Penurunan harga tersebut terjadi bersamaan dengan liburnya program Makan Bergizi Gratis (MBG) selama masa libur sekolah.
Kondisi ini disambut gembira oleh banyak warga karena uang belanja kini bisa digunakan untuk membeli kebutuhan lebih banyak.
Pedagang di Pasar Wates juga mengaku penjualan sayuran meningkat setelah harga berbagai komoditas turun cukup tajam.
Harga Turun hingga 70 Persen
Pedagang sayur di Pasar Wates, Amios Jalu, mengatakan hampir seluruh jenis sayuran mengalami penurunan harga sejak awal libur sekolah.
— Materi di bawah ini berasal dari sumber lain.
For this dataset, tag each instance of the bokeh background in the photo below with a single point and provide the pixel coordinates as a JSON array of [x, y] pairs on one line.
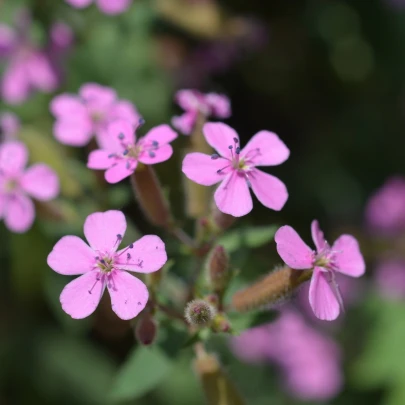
[[329, 78]]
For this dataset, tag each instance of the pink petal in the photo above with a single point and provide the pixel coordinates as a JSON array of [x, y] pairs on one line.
[[113, 7], [13, 157], [120, 171], [292, 249], [265, 149], [159, 155], [185, 122], [201, 169], [147, 255], [347, 256], [81, 296], [20, 213], [322, 298], [101, 96], [99, 160], [220, 136], [15, 87], [129, 295], [317, 236], [71, 256], [102, 229], [79, 3], [41, 73], [68, 106], [269, 190], [162, 134], [232, 196], [220, 105], [73, 133], [41, 182]]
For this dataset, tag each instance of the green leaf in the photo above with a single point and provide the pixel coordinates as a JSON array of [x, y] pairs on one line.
[[142, 372], [242, 321], [251, 237]]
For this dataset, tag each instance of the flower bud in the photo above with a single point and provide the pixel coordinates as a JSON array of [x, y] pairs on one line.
[[149, 194], [146, 329], [218, 268], [199, 312]]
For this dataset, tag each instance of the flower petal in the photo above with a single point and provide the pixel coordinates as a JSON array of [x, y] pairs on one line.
[[71, 256], [81, 296], [269, 190], [322, 298], [347, 256], [265, 149], [129, 295], [19, 214], [41, 182], [292, 249], [113, 7], [147, 255], [159, 155], [99, 160], [121, 170], [220, 136], [233, 196], [317, 236], [13, 157], [102, 229], [202, 169]]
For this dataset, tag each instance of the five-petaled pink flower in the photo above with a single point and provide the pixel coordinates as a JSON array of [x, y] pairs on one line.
[[101, 266], [29, 67], [123, 151], [106, 6], [194, 103], [236, 168], [80, 117], [18, 185], [344, 257]]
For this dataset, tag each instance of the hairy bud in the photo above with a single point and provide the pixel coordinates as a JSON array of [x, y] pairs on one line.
[[277, 286], [199, 312], [150, 196], [218, 268]]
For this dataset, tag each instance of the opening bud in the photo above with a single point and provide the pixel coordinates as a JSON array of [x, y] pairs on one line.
[[199, 313], [218, 268]]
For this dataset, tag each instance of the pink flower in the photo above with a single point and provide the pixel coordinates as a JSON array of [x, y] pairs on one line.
[[28, 66], [385, 210], [122, 152], [343, 257], [101, 266], [78, 118], [9, 126], [106, 6], [194, 103], [236, 169], [18, 185], [309, 360]]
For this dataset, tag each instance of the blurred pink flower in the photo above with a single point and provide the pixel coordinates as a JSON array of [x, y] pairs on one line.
[[344, 257], [193, 103], [18, 185], [101, 265], [389, 277], [121, 154], [28, 66], [9, 126], [80, 117], [309, 360], [385, 211], [106, 6], [236, 169]]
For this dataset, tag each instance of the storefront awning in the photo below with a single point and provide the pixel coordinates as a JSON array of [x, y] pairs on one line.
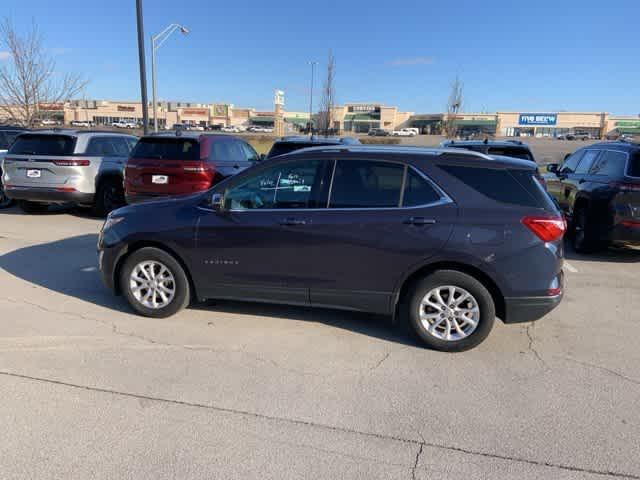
[[264, 119]]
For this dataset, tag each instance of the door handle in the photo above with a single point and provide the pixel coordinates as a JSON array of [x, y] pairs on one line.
[[291, 222], [419, 221]]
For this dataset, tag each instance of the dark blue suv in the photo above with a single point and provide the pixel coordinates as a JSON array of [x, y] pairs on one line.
[[443, 239]]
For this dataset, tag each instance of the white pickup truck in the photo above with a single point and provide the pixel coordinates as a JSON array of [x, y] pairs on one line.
[[405, 132]]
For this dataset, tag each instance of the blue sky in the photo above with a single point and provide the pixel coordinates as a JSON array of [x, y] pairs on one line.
[[511, 56]]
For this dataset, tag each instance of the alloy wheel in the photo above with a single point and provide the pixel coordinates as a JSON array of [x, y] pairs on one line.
[[449, 313], [152, 284]]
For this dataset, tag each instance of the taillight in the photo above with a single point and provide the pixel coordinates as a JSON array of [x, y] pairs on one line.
[[547, 229], [631, 223], [626, 187], [72, 163]]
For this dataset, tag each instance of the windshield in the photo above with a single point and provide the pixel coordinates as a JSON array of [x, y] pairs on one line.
[[34, 144]]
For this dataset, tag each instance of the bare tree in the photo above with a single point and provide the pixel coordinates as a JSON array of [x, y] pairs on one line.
[[454, 105], [29, 81], [325, 114]]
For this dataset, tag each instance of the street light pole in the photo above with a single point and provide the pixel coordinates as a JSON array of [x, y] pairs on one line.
[[313, 65], [143, 69], [156, 43]]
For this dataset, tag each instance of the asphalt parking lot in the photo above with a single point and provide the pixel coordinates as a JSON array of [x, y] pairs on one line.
[[232, 390]]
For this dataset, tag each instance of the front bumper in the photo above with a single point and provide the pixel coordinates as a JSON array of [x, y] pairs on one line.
[[108, 259], [47, 195]]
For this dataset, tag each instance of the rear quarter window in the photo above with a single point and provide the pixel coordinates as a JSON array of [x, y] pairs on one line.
[[43, 145], [167, 149], [510, 186]]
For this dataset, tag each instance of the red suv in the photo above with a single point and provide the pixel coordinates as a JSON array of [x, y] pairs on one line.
[[180, 164]]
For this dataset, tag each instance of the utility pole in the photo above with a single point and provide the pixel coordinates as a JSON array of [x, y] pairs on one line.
[[143, 69], [313, 65]]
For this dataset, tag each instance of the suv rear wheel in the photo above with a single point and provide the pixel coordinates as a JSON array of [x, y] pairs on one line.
[[450, 311], [5, 202], [154, 283], [33, 207]]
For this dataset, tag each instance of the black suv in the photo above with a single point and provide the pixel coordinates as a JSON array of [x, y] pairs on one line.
[[297, 142], [598, 188], [507, 148], [443, 240]]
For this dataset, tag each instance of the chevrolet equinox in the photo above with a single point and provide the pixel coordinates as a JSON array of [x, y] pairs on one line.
[[443, 240]]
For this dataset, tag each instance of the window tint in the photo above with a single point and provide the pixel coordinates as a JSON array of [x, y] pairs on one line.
[[224, 150], [285, 185], [34, 144], [250, 154], [504, 186], [418, 191], [610, 164], [101, 146], [570, 164], [167, 148], [634, 165], [366, 184], [515, 152], [587, 161]]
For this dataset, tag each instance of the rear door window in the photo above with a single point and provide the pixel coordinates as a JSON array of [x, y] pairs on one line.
[[633, 170], [225, 150], [366, 184], [34, 144], [610, 164], [289, 185], [587, 161], [514, 152], [418, 191], [167, 148]]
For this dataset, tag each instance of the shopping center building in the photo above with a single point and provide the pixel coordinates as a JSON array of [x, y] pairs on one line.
[[350, 118]]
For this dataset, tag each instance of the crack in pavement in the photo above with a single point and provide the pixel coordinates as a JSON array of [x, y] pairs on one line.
[[415, 464], [604, 369], [531, 348], [308, 423]]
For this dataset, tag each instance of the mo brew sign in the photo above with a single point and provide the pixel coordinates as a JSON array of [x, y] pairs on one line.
[[538, 119]]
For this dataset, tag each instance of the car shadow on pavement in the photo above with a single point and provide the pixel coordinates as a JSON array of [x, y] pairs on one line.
[[611, 254], [69, 266]]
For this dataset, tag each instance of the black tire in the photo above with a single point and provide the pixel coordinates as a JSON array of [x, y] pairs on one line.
[[411, 309], [32, 207], [584, 235], [109, 196], [5, 202], [181, 283]]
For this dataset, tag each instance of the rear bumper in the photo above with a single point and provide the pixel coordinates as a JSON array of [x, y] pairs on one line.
[[625, 234], [529, 309], [132, 198], [47, 195]]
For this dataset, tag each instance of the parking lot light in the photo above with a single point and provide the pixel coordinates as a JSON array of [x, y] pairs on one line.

"Turunnya bisa sampai 70 persen, terasanya sejak awal masa libur sekolah," kata Jalu, dilansir dari TribunJogja, Senin (29/06/2026).
Ia mencontohkan harga brokoli yang semula Rp 29.000 per kilogram kini menjadi Rp 16.000 kilogram.
Sementara itu, harga kembang kol turun lebih tajam dari Rp 30.000 menjadi Rp 5.000 per kilogram.
Selain sayuran, harga telur ayam juga ikut merosot. Saat ini telur dijual sekitar Rp 21.000 per kilogram, padahal sebelumnya sempat mencapai Rp 26.000 per kilogram.
"Yang jelas sejak MBG libur karena libur sekolah, harga sayuran jadi turun sebab sangat dipengaruhi oleh MBG," ungkap Jalu.
Menurut Jalu, harga yang lebih murah membuat masyarakat membeli sayuran dalam jumlah lebih banyak dibandingkan biasanya.
Harga Daging Ayam Ikut Turun
Penurunan harga juga terjadi pada komoditas daging ayam. Pedagang ayam di Pasar Wates, Ketut Ikasih, mengatakan harga saat ini berada di kisaran Rp 30.000 per kilogram.
"Sebelumnya Rp 35.000 per kg, turunnya sejak tiga hari terakhir," kata Ikasih.
Ia mengaku cukup heran karena harga ayam justru turun saat masa libur sekolah.
Menurutnya, kondisi tersebut dipengaruhi oleh berhentinya sementara aktivitas MBG.